Hermes Aldo Desio (born 20 January 1970) is an Argentine former professional footballer who played for Independiente, Celta de Vigo, UD Salamanca and Deportivo Alavés, as a defensive midfielder.

==Career==
Raised in the town of Corral de Bustos in Córdoba Province, Argentina, Desio began his career in his native country playing for Club Renato Cesarini and Independiente, winning the 1993–94 Clausura with the latter. He had departed by the time they claimed the 1994 Supercopa Sudamericana, having transferred (initially on loan) to play for Celta de Vigo of Spain's La Liga, whose manager at the time, Carlos Aimar, hailed from the same town.

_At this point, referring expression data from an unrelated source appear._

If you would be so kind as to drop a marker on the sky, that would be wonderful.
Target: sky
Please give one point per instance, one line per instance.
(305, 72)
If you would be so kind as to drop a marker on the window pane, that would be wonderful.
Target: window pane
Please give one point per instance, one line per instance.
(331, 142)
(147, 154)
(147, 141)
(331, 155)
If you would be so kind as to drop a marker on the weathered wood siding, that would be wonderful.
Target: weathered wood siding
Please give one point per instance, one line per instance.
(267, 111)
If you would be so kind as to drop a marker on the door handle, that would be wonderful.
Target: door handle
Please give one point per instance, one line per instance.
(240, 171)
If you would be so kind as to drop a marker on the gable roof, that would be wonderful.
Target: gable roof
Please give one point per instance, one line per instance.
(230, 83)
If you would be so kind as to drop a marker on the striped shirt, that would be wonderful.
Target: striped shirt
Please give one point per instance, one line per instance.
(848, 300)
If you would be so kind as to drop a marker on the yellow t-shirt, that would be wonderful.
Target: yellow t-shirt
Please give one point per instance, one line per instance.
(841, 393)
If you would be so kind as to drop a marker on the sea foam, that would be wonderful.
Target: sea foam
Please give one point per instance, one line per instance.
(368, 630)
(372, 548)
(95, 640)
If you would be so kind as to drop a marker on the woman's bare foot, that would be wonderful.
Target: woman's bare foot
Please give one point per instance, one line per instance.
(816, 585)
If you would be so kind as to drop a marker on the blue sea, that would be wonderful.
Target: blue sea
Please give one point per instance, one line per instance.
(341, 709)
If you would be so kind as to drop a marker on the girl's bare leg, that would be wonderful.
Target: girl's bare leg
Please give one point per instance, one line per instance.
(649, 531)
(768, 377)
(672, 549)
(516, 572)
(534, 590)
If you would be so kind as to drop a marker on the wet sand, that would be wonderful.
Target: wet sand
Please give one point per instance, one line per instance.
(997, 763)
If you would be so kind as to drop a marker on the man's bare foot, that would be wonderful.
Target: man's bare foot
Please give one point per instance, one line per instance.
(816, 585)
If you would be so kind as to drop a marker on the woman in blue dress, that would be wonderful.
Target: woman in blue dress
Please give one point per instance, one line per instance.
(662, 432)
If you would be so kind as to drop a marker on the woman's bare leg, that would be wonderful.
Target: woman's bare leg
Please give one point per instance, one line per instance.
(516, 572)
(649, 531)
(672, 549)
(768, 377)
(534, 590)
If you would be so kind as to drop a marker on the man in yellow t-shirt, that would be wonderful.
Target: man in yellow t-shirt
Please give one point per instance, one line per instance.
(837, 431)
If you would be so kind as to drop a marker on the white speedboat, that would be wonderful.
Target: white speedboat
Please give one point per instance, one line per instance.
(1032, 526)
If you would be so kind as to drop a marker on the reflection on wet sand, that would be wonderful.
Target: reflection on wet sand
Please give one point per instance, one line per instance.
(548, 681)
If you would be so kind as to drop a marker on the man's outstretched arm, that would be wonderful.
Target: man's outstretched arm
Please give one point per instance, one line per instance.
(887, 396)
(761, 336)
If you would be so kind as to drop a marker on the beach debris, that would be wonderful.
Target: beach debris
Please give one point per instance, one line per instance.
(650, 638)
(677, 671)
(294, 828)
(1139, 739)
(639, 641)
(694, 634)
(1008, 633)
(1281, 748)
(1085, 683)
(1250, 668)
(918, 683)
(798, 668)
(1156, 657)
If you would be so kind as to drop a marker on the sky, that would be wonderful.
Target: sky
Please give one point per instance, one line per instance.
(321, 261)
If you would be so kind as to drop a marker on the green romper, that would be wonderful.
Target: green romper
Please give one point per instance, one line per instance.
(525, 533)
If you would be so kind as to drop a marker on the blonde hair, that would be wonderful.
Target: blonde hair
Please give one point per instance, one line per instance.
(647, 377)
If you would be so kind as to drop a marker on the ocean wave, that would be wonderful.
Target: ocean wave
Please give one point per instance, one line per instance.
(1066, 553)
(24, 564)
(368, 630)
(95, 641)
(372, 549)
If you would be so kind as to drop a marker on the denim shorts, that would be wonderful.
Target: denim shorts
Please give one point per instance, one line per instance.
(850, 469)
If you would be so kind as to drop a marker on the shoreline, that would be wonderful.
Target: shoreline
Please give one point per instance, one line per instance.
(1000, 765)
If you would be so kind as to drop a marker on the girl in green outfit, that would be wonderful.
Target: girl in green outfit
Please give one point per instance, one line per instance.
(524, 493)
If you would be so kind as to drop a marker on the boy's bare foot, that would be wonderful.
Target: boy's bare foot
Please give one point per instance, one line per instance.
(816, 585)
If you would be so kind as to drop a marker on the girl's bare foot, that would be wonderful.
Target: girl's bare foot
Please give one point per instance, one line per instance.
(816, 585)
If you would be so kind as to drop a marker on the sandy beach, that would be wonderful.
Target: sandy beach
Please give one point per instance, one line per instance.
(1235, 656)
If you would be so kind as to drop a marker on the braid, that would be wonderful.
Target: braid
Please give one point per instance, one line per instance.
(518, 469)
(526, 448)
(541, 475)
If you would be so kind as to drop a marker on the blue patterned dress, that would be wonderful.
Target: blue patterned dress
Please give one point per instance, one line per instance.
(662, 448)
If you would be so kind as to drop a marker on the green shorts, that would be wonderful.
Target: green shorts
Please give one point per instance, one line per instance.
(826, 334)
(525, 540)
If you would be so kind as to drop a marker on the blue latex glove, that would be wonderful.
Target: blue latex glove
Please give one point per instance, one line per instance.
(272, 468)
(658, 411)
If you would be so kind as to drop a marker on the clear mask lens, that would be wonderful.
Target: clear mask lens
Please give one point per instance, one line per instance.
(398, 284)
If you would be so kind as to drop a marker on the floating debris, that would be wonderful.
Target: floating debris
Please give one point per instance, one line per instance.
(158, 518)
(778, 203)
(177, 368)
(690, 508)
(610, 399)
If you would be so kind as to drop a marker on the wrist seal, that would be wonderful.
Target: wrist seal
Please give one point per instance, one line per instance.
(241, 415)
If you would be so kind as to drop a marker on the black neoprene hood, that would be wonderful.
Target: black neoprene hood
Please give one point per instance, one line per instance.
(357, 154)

Desio's spell in Galicia outlasted that of Aimar, but in December 1996 he moved to second-tier UD Salamanca where he played only until the end of that season; the team finished as runners-up and were promoted, but Desio would remain at the same level, joining Deportivo Alavés. Earning respect for his combative approach and ball-winning abilities, he immediately helped the Basque club achieve their own promotion as winners of the 1997–98 Segunda División, and alongside a new arrival with a similar style, compatriot Martín Astudillo, played regularly as the side coached by Mané narrowly maintained their status in the top division, qualified for the UEFA Cup and then reached the final of the European competition in successive years – Desio made 12 appearances in the continental run, which included the elimination of Inter Milan, and played the entirety of the 2001 UEFA Cup Final which Alavés lost 5–4 to Liverpool.

Having missed only 10 league matches in the previous four years, he was absent for almost all of the following campaign with a serious injury to his right knee sustained in a pre-season match in England, and though he made a successful return to the squad in 2002–03, his involvement was interrupted by two red cards. He retired at the end of that season, aged 33, as the team were relegated. With his spell in Europe lasting nine years, he also acquired Spanish nationality.

After retiring as a player, in 2009 Desio became co-ordinator of youth football with his hometown team, Sporting Club de Corral de Bustos, moving on to a similar role at professional club Estudiantes de La Plata in 2013 (working under sporting director and subsequent president, Juan Sebastián Verón), and in 2017 taking up a post overseeing the underage national squads for the Argentine Football Association, also in collaboration with Verón.

In May 2021 he became an assistant at UNAM.

==Personal life==
Desio has two brothers who are also involved in football: Jorge is a fitness coach who has assisted Jorge Sampaoli at numerous managerial roles including the Chilean and Argentine national squads; Carlos is a former player and a coach whose appointments include the national under-17 squad working with Pablo Aimar.

His son Gonzalo (born in Vitoria-Gasteiz, Spain) is also a footballer, trained in the ranks of Estudiantes and involved with Argentina's national youth squads, appearing at the 2018 South American Games.